Market Trends: Gaming Ecosystem 2011, as the report is being called, also states that the systems and peripherals will give way to the games themselves in total sales (an obvious observation – who buys fifteen sets of $60 worth of controllers?). Additionally, the rise of micro-transactions and a larger number of pay-for-play/subscription games and services for online MMOs and games are on the rise with a total growth of 27 percent per year until 2015.
“We find that subscription fees are giving way to ‘freemium’ models, in which the game is provided for free to gamers but is monetized through advertising (both in-game advertising and display advertising) and in-game micro-transactions, such as the sale of value-added services or virtual-good purchases,” said Brian Blau, one of the directors of research for Gartner, going on to state that, “This trend is prevailing given the rise of social gaming, in which online gaming is connected to social networking sites and social networking platforms,” showing the true power of companies like Zynga in this Facebook-centric era.
Contributing this reliance on social networks for profit, the market for mobile and tablet gaming has increased as technology has improved.

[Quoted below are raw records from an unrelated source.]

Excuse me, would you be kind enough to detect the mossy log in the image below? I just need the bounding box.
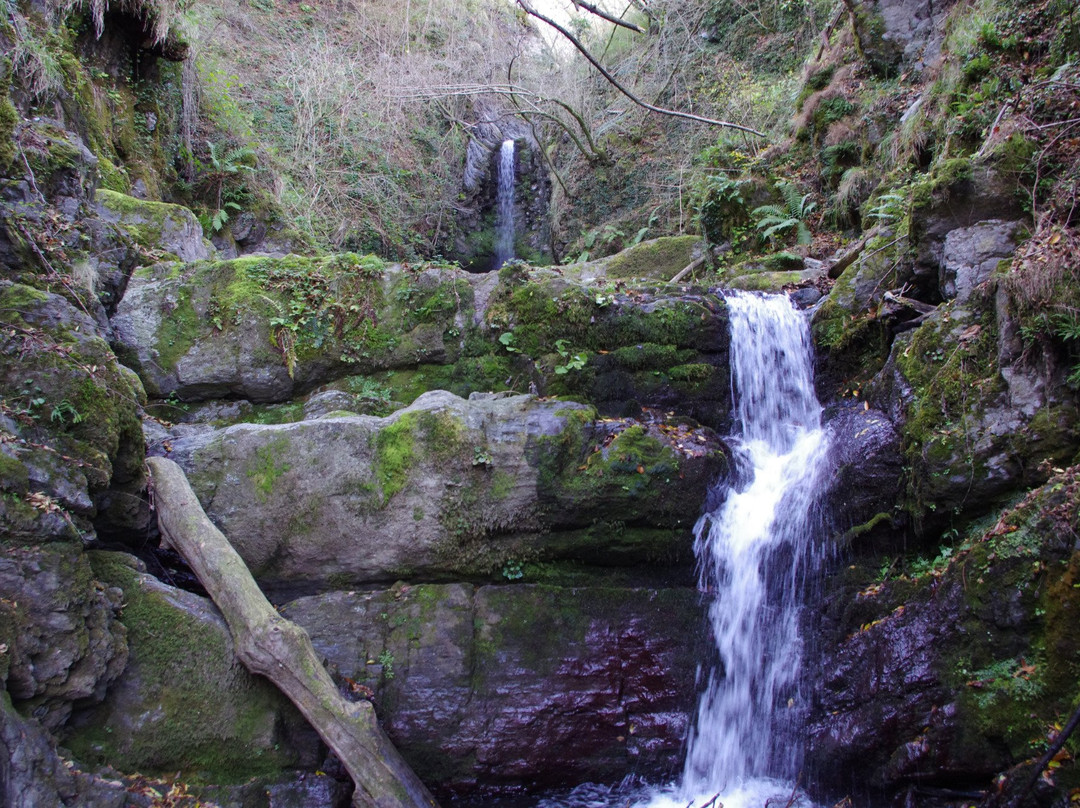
[147,457,435,808]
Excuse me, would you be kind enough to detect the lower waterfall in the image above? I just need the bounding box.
[540,293,827,808]
[680,294,826,808]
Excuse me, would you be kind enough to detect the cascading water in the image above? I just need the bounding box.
[540,293,827,808]
[679,294,826,808]
[495,140,514,269]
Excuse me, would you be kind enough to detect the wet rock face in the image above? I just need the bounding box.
[852,0,953,75]
[64,552,323,782]
[283,584,703,793]
[940,220,1020,304]
[0,690,131,808]
[0,542,127,729]
[807,468,1080,795]
[824,403,903,531]
[454,128,554,272]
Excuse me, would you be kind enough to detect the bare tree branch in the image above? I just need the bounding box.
[570,0,648,33]
[517,0,766,137]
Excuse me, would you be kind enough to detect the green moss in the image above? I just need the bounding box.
[0,452,30,494]
[761,252,804,272]
[491,469,517,501]
[0,283,49,311]
[244,436,291,502]
[0,70,18,171]
[94,189,203,256]
[667,362,716,390]
[611,342,693,371]
[605,235,701,281]
[912,158,973,211]
[727,271,802,293]
[154,288,204,371]
[70,552,298,783]
[375,413,419,504]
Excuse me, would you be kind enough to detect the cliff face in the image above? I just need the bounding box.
[0,0,1080,806]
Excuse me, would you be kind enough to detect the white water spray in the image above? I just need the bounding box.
[495,140,514,269]
[540,293,827,808]
[635,293,826,808]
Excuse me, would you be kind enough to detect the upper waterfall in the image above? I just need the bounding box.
[495,139,514,269]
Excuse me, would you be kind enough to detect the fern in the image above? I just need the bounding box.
[753,183,818,245]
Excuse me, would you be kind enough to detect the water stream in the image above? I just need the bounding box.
[540,293,826,808]
[678,294,826,808]
[495,140,514,269]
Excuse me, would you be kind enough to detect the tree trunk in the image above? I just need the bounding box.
[147,457,436,808]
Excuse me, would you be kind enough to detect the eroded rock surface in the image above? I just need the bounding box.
[154,391,726,588]
[283,584,703,791]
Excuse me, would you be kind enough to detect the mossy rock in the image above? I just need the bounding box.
[63,552,319,783]
[600,235,703,281]
[94,189,211,261]
[725,270,802,294]
[0,281,148,530]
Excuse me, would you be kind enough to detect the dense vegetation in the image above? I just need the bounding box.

Tuong Nguyen, a principal research analyst for Gartner, explains:
“Mobile games are the most downloaded application category across most application stores. For this reason, mobile gaming will continue to thrive as more consumers expand their use of new and innovative portable connected devices.”
How long until we get 8 gigs of RAM in an iPad to run Fallout 3? And how long until we worry about the Game Ecosystem’s natural resources?